Toparovsky vive in California, quella terra votata ad essere il poligono delle invenzioni che hanno il potere di cambiare la civiltà: l'oro, il mito del cinema, la contestazione, i gay, il computer, il pensiero eco-, il politically correct, l'alimentazione vegan… Forse per questo Toparovsky ha lasciato New York, dove si era occupato di restauro di libri e book art, alla volta di Los Angeles, città in cui è attivo dagli anni '80. Qui, dove nessuno si azzarderebbe a scoraggiare il sogno più azzardato, ha trovato quello spazio di libertà che gli ha consentito di costruire una pratica di arte totale, che va dal fare le sculture al disegnare parchi e giardini. Ha scelto un ambito tradizionale come la scultura in fusione, in cui si esprime in termini figurativi, ma non si è chiuso in un alfabeto descrittivo, al contrario ha esteso la propria ricerca da una parte verso il profondo, esplorando la la simbologia, dall'altra verso le relazioni con il mondo circostante, mostrandosi sempre molto attento alla risonanza del lavoro nel contesto d'installazione. Ma qui, nel cuore della Southern California, ha trovato soprattutto la sorgente perenne di una materia prima preziosa: la luce. (Quello stato dell'ossigeno, quell'insieme avvolgente di caldo, colore, odore e consistenza euforica che ha l'aria in questi posti e che è difficile da raccontare a chi non c'è stato.) Luce come nutrimento per creare. Luce come energia primaria di positività opposta al dolore, alla confusione, ai toni del grigio. Luce come coraggio e bellezza essenziale in cui ciascuno può rinascere.

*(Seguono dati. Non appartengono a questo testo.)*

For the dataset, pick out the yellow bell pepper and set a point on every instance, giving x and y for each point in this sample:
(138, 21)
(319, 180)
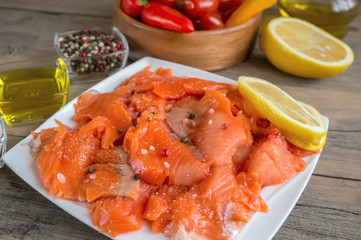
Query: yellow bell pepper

Il surrealismo di Toparovsky si pone fuori dagli schemi e tratteggia il dolore con tinte realistiche: i personaggi in bronzo di Toparovsky, talvolta coperti di corde foglie e stracci lacerati, talvolta nudi, si tengono lontano dalle bianche sagome pop di George Segal e fanno piuttosto pensare ai calchi delle vittime di Pompei esposti al Museo Archeologico di Napoli, esempi di scultura tragicamente spontanea, rappresentazione irreversibile della fisiologia del dolore e della morte. Né tantomeno vi è compiacimento o humour nero, come avviene nei macabri balletti di Roland Topor (in nomen omen: topor, che in russo significa ascia, nel cognome di Simon cambia una ‘o' in ‘a' e smussa così il suono di carneficina).

Attesa, sono tutte figure in attesa. Annunciano dal profondo l'avvento di una luce diversa sulle nostre nuche. Non sappiamo, potrebbe anche essere l'annuncio di un ritorno, il realizzarsi di una profezia. Nel libro Su cose che si vedono in cielo, Jung pone in relazione il fenomeno degli avvistamenti di ufo con la nevrosi della guerra fredda, ma nota anche che le visioni sembrano accadere perlopiù a coloro che non vi credono. La forza di un mito spezza mille censure e mille filtri. La salvezza dell'uomo è nella luce che per un istante acceca – almeno per un istante – i fantasmi che abitano gli abissi interiori dell'uomo.